Fullilove researches how “farmers made seeds and plows, and how local healers made tinctures and poultices.” She uncovers “the ways local knowledge was codified, represented, or effaced in institutions of commerce and law.” Not surprisingly, Fullilove says her research gets “pretty down and dirty.” She is currently writing about George Bommer’s patent manure, which was a commercial fertilizer.

In the fall semester, Fullilove taught a course titled “American Food” and next semester she’ll be teaching “Materia Medica” (about the history of drugs and medicines) and “Confidence and Panic in 19th Century U.S. Economic Life.”

Speaking about her economy-focused course, she says: “I think we all need to spend more time understanding the conditions that have created so much certainty and uncertainty.”

Wesleyan’s intellectual and material history weighed heavily on her American Food class experience.

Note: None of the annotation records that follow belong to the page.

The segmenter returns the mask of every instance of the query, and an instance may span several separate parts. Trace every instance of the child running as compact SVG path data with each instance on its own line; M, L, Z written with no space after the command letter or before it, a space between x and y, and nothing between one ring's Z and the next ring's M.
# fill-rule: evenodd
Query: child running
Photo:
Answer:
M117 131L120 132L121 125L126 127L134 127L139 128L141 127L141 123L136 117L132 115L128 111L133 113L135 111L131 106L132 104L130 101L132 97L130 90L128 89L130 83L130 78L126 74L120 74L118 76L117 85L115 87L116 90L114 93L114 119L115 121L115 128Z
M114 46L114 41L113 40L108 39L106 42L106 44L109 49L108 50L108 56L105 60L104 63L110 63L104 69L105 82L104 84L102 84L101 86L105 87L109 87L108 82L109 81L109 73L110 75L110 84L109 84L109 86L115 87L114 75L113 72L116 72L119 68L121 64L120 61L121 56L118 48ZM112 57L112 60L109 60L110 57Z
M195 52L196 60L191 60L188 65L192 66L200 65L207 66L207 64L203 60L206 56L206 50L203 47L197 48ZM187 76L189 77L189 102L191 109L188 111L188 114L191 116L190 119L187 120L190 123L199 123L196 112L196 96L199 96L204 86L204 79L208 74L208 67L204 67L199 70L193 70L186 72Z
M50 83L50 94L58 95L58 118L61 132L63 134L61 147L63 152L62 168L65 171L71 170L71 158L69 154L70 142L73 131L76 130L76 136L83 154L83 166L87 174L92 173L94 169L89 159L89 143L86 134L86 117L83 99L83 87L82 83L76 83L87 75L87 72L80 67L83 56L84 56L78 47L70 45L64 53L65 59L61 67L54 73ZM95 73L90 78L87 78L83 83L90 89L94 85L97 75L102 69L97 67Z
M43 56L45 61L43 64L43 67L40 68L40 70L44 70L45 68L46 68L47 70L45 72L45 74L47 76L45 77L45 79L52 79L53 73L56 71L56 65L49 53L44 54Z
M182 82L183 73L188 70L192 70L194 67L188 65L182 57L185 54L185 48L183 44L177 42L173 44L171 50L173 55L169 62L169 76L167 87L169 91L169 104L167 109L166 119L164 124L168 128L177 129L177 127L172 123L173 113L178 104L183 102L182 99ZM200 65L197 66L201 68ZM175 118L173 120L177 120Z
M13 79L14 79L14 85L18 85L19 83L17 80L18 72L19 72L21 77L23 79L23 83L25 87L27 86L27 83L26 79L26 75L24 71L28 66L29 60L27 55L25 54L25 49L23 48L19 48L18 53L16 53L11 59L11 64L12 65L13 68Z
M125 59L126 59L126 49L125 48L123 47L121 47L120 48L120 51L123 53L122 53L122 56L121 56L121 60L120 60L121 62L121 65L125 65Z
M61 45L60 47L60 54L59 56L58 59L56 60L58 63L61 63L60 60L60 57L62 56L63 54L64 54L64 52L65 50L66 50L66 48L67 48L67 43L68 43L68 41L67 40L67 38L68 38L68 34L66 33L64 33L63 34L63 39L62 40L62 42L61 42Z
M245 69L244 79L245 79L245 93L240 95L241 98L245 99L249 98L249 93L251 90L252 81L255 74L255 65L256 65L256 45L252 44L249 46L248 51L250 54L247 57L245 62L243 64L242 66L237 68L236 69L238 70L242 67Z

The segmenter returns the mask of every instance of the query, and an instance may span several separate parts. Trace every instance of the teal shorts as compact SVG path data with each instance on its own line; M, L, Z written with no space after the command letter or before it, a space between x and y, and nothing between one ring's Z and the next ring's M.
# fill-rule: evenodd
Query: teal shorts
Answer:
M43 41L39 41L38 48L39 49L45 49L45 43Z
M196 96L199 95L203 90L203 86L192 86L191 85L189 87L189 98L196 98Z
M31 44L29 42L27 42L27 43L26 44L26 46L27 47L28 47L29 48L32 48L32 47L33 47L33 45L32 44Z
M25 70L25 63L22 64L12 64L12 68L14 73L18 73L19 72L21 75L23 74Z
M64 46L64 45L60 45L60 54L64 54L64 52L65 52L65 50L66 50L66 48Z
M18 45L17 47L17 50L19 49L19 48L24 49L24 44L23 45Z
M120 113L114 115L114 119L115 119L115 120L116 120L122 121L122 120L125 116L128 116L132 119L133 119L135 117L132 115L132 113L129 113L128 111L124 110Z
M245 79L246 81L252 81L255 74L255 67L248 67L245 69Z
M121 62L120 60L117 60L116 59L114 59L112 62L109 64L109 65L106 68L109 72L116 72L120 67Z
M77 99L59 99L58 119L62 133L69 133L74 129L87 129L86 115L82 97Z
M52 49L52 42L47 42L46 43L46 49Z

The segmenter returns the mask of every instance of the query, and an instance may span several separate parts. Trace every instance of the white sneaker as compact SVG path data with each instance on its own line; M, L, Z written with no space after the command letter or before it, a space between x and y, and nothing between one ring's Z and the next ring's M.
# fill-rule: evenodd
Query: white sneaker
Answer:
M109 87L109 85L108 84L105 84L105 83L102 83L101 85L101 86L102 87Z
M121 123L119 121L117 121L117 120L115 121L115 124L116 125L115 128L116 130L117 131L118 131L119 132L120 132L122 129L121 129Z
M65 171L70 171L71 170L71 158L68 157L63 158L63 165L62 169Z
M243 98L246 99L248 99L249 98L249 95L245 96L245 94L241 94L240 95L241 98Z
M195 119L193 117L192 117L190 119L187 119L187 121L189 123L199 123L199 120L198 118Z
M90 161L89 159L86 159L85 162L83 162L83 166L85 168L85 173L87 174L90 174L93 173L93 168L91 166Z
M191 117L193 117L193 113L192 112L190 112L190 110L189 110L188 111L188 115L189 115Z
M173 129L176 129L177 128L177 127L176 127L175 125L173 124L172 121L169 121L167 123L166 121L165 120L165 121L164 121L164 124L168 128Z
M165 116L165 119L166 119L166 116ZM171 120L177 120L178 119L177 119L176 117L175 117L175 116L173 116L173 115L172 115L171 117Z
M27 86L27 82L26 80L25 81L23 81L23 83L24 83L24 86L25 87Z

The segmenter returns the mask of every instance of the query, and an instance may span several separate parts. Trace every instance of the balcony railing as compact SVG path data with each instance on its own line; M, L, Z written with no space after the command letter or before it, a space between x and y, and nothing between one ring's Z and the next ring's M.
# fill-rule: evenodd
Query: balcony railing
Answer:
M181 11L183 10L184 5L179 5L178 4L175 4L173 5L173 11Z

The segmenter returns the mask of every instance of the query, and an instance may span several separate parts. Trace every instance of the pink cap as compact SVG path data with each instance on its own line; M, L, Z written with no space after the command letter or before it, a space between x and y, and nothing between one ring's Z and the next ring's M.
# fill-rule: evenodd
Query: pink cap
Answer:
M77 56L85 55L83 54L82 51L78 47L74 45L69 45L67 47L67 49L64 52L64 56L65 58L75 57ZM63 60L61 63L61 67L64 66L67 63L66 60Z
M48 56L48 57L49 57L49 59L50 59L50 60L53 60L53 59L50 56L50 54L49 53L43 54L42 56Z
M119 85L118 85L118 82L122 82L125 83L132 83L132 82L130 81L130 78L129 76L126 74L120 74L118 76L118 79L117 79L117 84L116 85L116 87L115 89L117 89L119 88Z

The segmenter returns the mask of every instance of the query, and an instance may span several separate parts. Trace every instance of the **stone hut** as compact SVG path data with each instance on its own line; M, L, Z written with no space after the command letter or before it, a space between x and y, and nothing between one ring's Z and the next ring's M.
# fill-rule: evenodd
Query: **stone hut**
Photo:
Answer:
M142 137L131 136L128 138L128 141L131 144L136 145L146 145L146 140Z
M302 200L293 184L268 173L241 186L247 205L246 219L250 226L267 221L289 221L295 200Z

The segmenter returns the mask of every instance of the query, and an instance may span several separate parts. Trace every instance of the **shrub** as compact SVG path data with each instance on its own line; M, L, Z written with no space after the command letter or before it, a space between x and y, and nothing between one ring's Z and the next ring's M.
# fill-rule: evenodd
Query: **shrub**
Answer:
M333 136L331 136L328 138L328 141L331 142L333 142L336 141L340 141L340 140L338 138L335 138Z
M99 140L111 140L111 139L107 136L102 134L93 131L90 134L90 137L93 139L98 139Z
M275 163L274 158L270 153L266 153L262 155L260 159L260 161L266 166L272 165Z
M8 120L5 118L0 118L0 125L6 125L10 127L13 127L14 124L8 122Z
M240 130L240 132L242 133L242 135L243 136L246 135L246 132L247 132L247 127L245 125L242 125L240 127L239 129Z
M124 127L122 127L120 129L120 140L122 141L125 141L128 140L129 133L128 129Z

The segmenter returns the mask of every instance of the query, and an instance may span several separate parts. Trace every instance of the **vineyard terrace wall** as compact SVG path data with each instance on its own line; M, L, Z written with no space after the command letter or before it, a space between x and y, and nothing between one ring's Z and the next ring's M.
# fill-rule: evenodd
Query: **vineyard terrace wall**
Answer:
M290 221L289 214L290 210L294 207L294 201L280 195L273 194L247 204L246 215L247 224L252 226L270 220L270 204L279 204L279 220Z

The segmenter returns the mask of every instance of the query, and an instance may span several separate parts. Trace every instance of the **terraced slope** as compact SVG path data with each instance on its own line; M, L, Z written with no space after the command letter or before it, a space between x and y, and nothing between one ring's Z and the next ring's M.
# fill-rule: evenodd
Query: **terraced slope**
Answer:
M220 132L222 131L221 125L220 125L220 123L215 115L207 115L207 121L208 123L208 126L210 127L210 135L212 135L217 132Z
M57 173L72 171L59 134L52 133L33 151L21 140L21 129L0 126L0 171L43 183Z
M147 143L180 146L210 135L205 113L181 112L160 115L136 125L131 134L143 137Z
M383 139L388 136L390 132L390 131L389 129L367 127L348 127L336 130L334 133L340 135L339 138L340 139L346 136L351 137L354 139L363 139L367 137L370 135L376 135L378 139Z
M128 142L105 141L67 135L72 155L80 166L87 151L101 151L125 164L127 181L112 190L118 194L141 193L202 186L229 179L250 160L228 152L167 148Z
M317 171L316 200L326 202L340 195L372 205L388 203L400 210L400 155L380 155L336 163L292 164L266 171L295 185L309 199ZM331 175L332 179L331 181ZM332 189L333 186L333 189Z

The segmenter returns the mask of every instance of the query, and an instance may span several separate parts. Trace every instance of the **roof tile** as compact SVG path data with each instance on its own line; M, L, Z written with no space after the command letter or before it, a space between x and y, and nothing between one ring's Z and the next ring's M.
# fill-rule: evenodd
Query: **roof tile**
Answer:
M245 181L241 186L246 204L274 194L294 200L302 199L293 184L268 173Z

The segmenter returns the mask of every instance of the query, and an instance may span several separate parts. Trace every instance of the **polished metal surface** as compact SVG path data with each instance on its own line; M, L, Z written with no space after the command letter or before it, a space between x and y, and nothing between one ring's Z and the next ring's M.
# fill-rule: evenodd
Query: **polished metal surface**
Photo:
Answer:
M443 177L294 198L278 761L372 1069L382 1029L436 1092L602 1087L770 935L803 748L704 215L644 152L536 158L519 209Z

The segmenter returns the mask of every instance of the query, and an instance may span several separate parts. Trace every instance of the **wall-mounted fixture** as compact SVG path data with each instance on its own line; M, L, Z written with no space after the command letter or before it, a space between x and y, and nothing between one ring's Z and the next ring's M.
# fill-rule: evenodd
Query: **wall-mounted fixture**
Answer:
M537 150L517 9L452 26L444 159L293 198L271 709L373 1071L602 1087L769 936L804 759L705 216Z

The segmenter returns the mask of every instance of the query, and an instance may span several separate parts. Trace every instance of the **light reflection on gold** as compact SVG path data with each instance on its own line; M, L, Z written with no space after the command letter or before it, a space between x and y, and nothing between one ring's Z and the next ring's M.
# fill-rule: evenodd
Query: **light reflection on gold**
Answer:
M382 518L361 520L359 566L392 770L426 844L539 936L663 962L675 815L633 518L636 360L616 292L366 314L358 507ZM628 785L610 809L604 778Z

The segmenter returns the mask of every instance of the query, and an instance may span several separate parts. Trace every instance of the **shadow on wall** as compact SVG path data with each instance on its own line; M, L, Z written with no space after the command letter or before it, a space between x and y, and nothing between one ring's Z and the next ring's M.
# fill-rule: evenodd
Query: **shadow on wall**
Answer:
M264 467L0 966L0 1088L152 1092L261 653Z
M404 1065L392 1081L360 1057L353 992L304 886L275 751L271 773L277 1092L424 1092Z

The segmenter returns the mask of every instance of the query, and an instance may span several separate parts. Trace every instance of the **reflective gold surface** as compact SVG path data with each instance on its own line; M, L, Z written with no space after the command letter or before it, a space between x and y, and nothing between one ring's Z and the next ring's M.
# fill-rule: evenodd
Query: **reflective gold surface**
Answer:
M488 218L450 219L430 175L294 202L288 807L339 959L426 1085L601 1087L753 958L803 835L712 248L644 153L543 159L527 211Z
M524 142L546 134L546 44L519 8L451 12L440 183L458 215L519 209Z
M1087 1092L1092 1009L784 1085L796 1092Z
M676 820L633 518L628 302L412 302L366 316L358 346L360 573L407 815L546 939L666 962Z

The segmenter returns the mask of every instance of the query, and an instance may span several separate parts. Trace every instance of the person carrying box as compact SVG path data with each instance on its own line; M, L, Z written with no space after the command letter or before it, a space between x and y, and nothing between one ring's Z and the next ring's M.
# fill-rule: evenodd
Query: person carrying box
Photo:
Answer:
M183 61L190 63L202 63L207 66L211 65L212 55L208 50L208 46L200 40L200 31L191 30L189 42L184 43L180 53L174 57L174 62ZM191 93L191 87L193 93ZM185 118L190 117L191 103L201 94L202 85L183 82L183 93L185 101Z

“The class was held in the basement of Judd Hall, and I think the Registrar must have had a sense of humor because it turns out to be the former home of the respiration calorimeter, a machine invented in the 1890s by Professor of Chemistry Wilbur Olin Atwater in his influential experiments on human metabolism and nutrition,” Fullilove says. “It’s been amusing for us all to sit at the birthplace of the calorie contemplating the strange career of corn-fed beef.”

Fullilove lives in a “Henry Austin-designed Islamic revival Italianate villa next to a funeral home (former governor’s mansion)” in New Haven, Conn. She says she’s enjoying getting to know the historic neighborhood that residents have worked so strongly to preserve. In her spare time she enjoys “puttering” around farmers markets and bicycling.